Si on estime qu’il n’y a pas de revenus et que les fondateurs vont se financer avec la levée de fonds pendant un certain temps, je recommande de prendre le salaire du marché (pour déterminer ce salaire du marché, ce serait, si vous alliez travailler ailleurs, quel serait votre salaire ; ou de comparer avec votre salaire précédent, ou encore de retrouver les salaires du marché sur Glassdoor) et de le diminuer de 30%. Certains investisseurs, à l’inverse, affirment que l’on est censé vivre avec 30% du salaire du marché, mais ce n’est pas viable à long terme. 

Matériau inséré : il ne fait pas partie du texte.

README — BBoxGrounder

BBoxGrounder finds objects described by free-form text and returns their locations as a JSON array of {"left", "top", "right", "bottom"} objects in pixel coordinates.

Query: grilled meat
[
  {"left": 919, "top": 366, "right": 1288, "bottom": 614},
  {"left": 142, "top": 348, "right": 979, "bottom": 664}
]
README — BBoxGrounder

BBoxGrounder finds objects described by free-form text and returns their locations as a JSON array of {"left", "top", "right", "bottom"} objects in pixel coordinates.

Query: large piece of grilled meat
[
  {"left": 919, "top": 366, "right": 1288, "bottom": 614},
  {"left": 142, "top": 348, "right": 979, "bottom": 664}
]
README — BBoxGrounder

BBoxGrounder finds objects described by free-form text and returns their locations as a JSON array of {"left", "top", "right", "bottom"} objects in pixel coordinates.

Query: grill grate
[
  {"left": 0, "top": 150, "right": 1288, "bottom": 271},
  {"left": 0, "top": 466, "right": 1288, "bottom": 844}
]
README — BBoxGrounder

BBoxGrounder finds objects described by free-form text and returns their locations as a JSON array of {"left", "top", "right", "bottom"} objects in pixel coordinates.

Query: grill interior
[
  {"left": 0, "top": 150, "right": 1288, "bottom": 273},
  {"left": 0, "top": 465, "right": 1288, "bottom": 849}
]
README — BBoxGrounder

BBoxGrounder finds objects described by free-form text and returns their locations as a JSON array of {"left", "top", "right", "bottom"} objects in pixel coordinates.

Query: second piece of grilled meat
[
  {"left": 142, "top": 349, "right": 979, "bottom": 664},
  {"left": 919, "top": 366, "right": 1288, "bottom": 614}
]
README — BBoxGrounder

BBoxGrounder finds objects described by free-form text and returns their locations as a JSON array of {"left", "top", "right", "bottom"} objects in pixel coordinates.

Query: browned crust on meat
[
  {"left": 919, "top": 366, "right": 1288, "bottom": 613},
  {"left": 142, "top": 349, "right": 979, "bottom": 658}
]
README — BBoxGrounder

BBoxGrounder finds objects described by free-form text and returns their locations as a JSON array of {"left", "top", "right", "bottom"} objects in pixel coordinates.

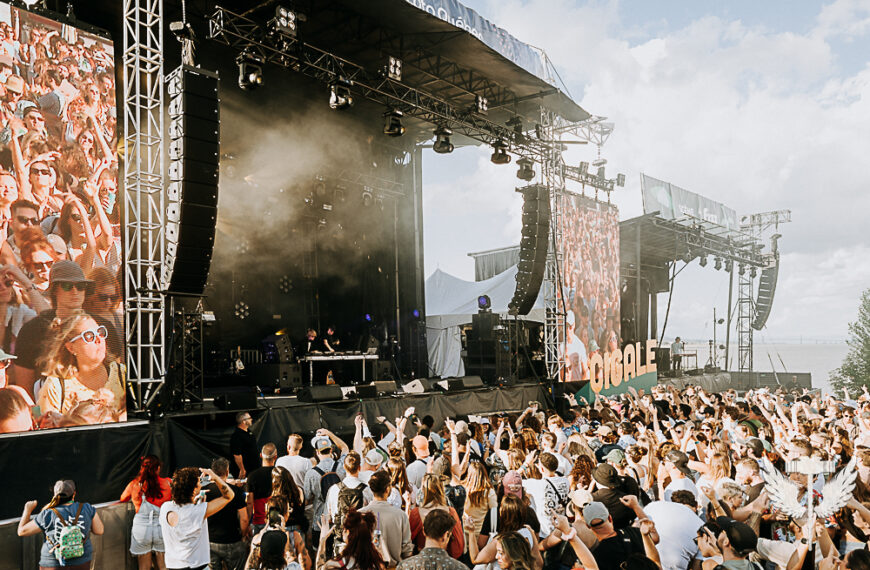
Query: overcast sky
[{"left": 423, "top": 0, "right": 870, "bottom": 341}]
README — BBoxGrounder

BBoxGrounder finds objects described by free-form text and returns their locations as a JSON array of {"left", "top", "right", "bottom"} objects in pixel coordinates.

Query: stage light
[
  {"left": 489, "top": 140, "right": 511, "bottom": 164},
  {"left": 387, "top": 56, "right": 402, "bottom": 81},
  {"left": 432, "top": 127, "right": 453, "bottom": 154},
  {"left": 236, "top": 52, "right": 263, "bottom": 91},
  {"left": 474, "top": 95, "right": 489, "bottom": 115},
  {"left": 384, "top": 109, "right": 405, "bottom": 137},
  {"left": 268, "top": 6, "right": 298, "bottom": 38},
  {"left": 329, "top": 78, "right": 353, "bottom": 110},
  {"left": 517, "top": 157, "right": 535, "bottom": 182}
]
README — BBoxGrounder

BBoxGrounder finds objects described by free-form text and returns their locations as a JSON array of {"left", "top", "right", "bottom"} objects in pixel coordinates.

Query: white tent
[{"left": 426, "top": 265, "right": 544, "bottom": 378}]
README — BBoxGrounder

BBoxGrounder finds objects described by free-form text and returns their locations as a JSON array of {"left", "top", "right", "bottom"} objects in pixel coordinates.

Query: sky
[{"left": 423, "top": 0, "right": 870, "bottom": 342}]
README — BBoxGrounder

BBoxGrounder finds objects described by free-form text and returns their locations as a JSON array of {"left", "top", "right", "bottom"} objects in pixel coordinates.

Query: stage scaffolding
[{"left": 122, "top": 0, "right": 165, "bottom": 412}]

L’investisseur sait ce qu’il faut pour vivre. Si vous avez plein d’argent pour financer votre salaire, vous n’allez pas faire appel à un investisseur. Dès que vous faites appel à un investisseur, il y a une personne externe au capital, cela signifie que vous travaillez pour vous-même mais aussi pour cet investisseur. Vous faites travailler son argent pour qu’il ait un bon retour sur investissement ; c’est donc normal de vous rémunérer pour faire cela à temps plein. Je n’ai jamais vu cela comme un problème.